La bibliothèque libre.
Librairie Fischbacher (p. 62-66).


XIV

La Musique.
— Son influence sur les auditeurs.


J’ai essayé d’indiquer la valeur de ceux que la Musique drape d’un manteau étoilé qui jamais ne traîne dans la fange ; comment décrire son influence, son action sur le public ?

Généralement ignorant de toute théorie, incapable en pratique, le peuple se montre excessivement sensible à la musique, même à la musique savante si elle est bien exécutée. Les Musées ouvrant gratuitement leurs portes, attirent un public moins nombreux et moins intelligent dans son ensemble que les salles où il faut payer pour ouïr des instruments ou des voix.

Théophile Gautier, comme Victor Hugo[1] assez dédaigneux des musiciens, se trompa pitoyablement malgré son grand talent, s’il eut l’aberration de déclarer que la « Musique était le plus cher de tous les bruits », en donnant au terme « cher » la signification de « coûteux » ; il pouvait employer le mot à condition de lui attribuer son véritable sens qui est « précieux » et « aimé ».

Aux grands concerts symphoniques, aux théâtres lyriques, ce sont les habitués de petites places qui témoignent le plus d’enthousiasme et parfois de jugement. Ce public-là, en payant cinquante centimes ou un franc d’entrée, en s’assujétissant à d’interminables stationnements pour obtenir une place compatible avec ses ressources, s’impose d’autres sacrifices et affirme un goût autrement sincère que l’auditeur « chic » payant dix ou quinze francs l’occasion de se montrer et qui, muni de son coupon, juge du meilleur ton d’arriver bien après le lever du rideau ou au milieu du concert, puis, ayant consciencieusement lorgné de toutes parts, formule, du bout des lèvres, une opinion relative au spectacle, comme il applaudit du bout des doigts après avoir écouté… du bout de l’oreille.

En revanche, examinez l’ouvrier casé au dernier recoin du Paradis. Il est tout yeux, tout oreilles, écoute religieusement, s’efforce de comprendre pleinement ce dont il subit l’irrésistible attrait. En lui, quelque chose de beau s’infiltre ; ce n’est pas l’« empoignement » causé par le jeu émouvant d’un comédien ou par une situation tragique, c’est une chose indéfinie, une lueur pénétrant dans son âme obscure, une chaleur se répandant en ses veines comme un sang purifié, un parfum qui l’imprègne intérieurement et qui persistera bien au delà de l’instant où le charme s’est produit.
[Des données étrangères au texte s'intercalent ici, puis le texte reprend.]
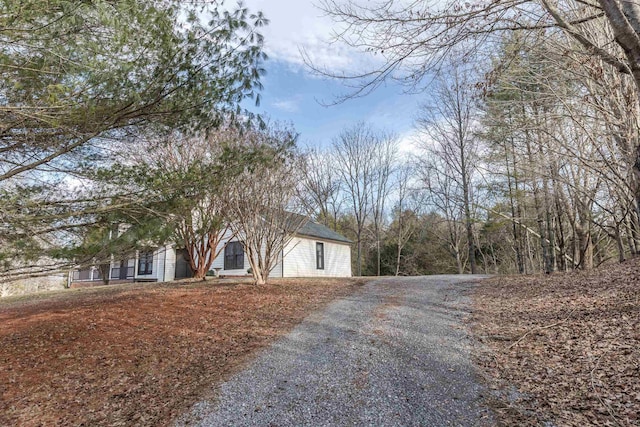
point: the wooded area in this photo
(528, 155)
(525, 159)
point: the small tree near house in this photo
(260, 203)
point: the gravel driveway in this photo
(393, 354)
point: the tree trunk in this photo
(619, 243)
(398, 258)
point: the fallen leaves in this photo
(139, 354)
(569, 342)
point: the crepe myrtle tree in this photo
(78, 76)
(262, 200)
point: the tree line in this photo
(529, 141)
(128, 112)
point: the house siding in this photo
(300, 259)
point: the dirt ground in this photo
(139, 354)
(568, 342)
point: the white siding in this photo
(219, 261)
(157, 270)
(300, 259)
(170, 265)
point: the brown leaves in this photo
(138, 354)
(569, 342)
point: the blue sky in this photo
(293, 94)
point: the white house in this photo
(315, 251)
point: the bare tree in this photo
(407, 209)
(449, 127)
(385, 151)
(261, 201)
(321, 187)
(414, 39)
(356, 163)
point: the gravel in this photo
(393, 354)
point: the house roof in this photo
(313, 229)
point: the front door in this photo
(183, 268)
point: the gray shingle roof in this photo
(313, 229)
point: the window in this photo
(320, 256)
(145, 263)
(234, 256)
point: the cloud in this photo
(298, 29)
(291, 105)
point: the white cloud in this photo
(298, 26)
(291, 105)
(409, 143)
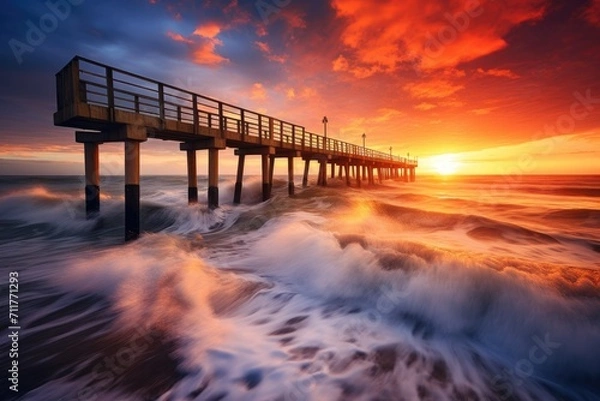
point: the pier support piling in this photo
(192, 177)
(213, 178)
(132, 190)
(271, 173)
(291, 187)
(265, 177)
(347, 168)
(92, 179)
(237, 196)
(306, 170)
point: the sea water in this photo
(462, 288)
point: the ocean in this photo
(448, 288)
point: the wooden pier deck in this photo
(113, 105)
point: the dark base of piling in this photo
(132, 212)
(213, 197)
(192, 195)
(92, 201)
(237, 195)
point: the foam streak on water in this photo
(464, 289)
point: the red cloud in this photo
(432, 35)
(498, 72)
(592, 13)
(203, 43)
(432, 89)
(266, 50)
(178, 37)
(209, 30)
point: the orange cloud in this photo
(203, 43)
(498, 72)
(483, 111)
(592, 13)
(266, 50)
(432, 89)
(205, 53)
(425, 106)
(178, 37)
(209, 30)
(258, 92)
(436, 35)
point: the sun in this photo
(445, 164)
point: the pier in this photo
(111, 105)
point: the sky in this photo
(505, 87)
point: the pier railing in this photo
(98, 84)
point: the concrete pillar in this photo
(132, 190)
(192, 177)
(271, 172)
(92, 179)
(306, 170)
(323, 172)
(265, 176)
(347, 168)
(291, 176)
(237, 196)
(213, 178)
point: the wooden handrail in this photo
(193, 107)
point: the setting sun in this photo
(445, 164)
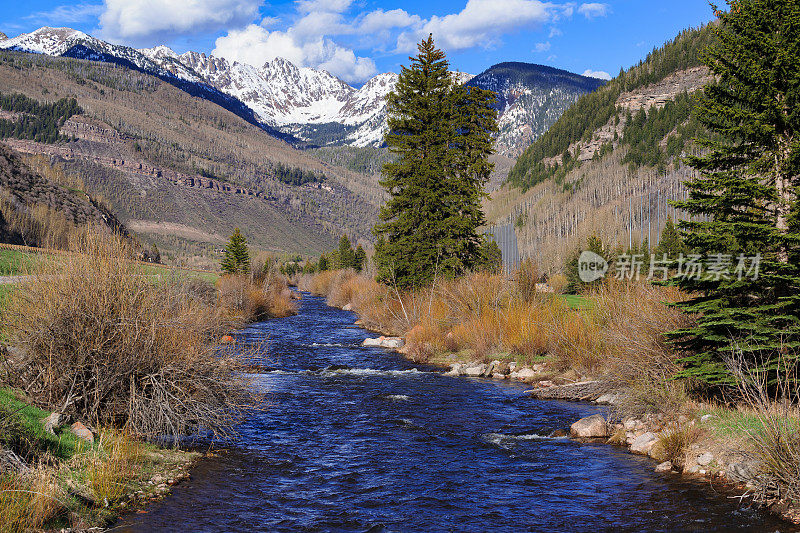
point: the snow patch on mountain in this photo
(319, 108)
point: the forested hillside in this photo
(40, 205)
(183, 171)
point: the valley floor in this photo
(605, 347)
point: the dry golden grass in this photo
(631, 321)
(109, 468)
(674, 441)
(105, 344)
(29, 502)
(251, 298)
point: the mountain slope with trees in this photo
(138, 137)
(612, 161)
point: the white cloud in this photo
(64, 15)
(597, 74)
(256, 45)
(482, 22)
(593, 10)
(144, 21)
(328, 6)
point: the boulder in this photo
(376, 343)
(704, 459)
(666, 466)
(475, 370)
(82, 432)
(51, 423)
(12, 463)
(594, 426)
(608, 398)
(644, 443)
(456, 369)
(742, 472)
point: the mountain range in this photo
(311, 107)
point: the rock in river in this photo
(644, 443)
(475, 371)
(594, 426)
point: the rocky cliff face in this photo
(530, 100)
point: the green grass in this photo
(21, 423)
(577, 302)
(14, 262)
(165, 271)
(733, 423)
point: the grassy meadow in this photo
(94, 323)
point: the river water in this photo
(358, 439)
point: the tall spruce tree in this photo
(237, 258)
(346, 253)
(747, 188)
(440, 133)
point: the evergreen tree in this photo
(491, 257)
(237, 258)
(574, 282)
(359, 259)
(748, 189)
(346, 253)
(440, 135)
(670, 242)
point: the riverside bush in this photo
(103, 343)
(253, 298)
(620, 335)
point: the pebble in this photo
(666, 466)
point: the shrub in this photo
(103, 343)
(110, 466)
(29, 502)
(773, 431)
(674, 441)
(255, 298)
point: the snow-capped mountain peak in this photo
(159, 52)
(46, 40)
(313, 105)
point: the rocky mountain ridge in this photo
(308, 106)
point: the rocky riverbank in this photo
(688, 445)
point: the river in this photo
(358, 439)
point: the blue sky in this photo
(356, 39)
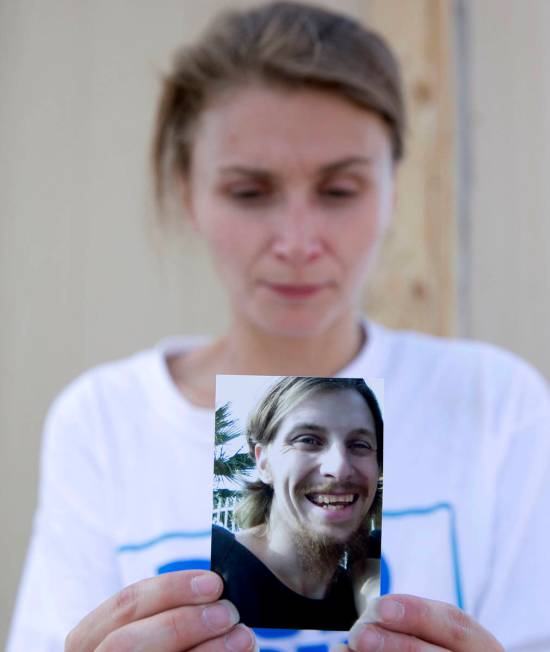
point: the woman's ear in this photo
(186, 199)
(262, 463)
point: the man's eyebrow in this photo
(315, 427)
(362, 431)
(312, 427)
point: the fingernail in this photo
(381, 610)
(367, 638)
(220, 615)
(240, 639)
(339, 647)
(205, 585)
(390, 611)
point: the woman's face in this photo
(323, 468)
(292, 191)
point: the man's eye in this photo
(362, 445)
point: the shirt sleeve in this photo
(70, 566)
(516, 601)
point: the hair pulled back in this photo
(286, 44)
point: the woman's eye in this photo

Évidemment, il existe des réfractaires à la musique, mais pour une quantité innombrable, elle répond à un besoin inné, elle porte un peu de joie et d’idéal à une fraction de l’humanité, d’autant plus intéressante qu’elle est sevrée d’agréments raffinés, exposée à la déchéance morale, et pourtant susceptible de perfectionnement intellectuel.

J’ajoute encore que cet art splendide et humain représente la langue universellement et complètement comprise par seule intuition. Alors que même avec connaissance d’un dialecte étranger nous nous assimilons mal certains tours d’esprit des autres peuples, la musique exprimant le sentiment national, qu’il soit russe, hongrois ou scandinave, garde toute sa saveur, en acquiert plutôt pour l’habitant d’une contrée différente, serait-il ignorant de toute musique, car la musique est le langage des âmes.

Enfin la musique est en nous : l’homme chanta avant de parler, il inventa des instruments de musique dès qu’il fut capable d’invention, et cela non par besoin matériel, mais par besoin spirituel, car la musique exalte l’esprit.

Sans instruction, sans secours d’aucune sorte, notre voix suffit à reproduire la phrase mélodique entendue en passant et qui revient à notre esprit, s’impose à notre pensée, chante en nous comme un oiseau en cage, car la musique est un oiseau pour l’âme.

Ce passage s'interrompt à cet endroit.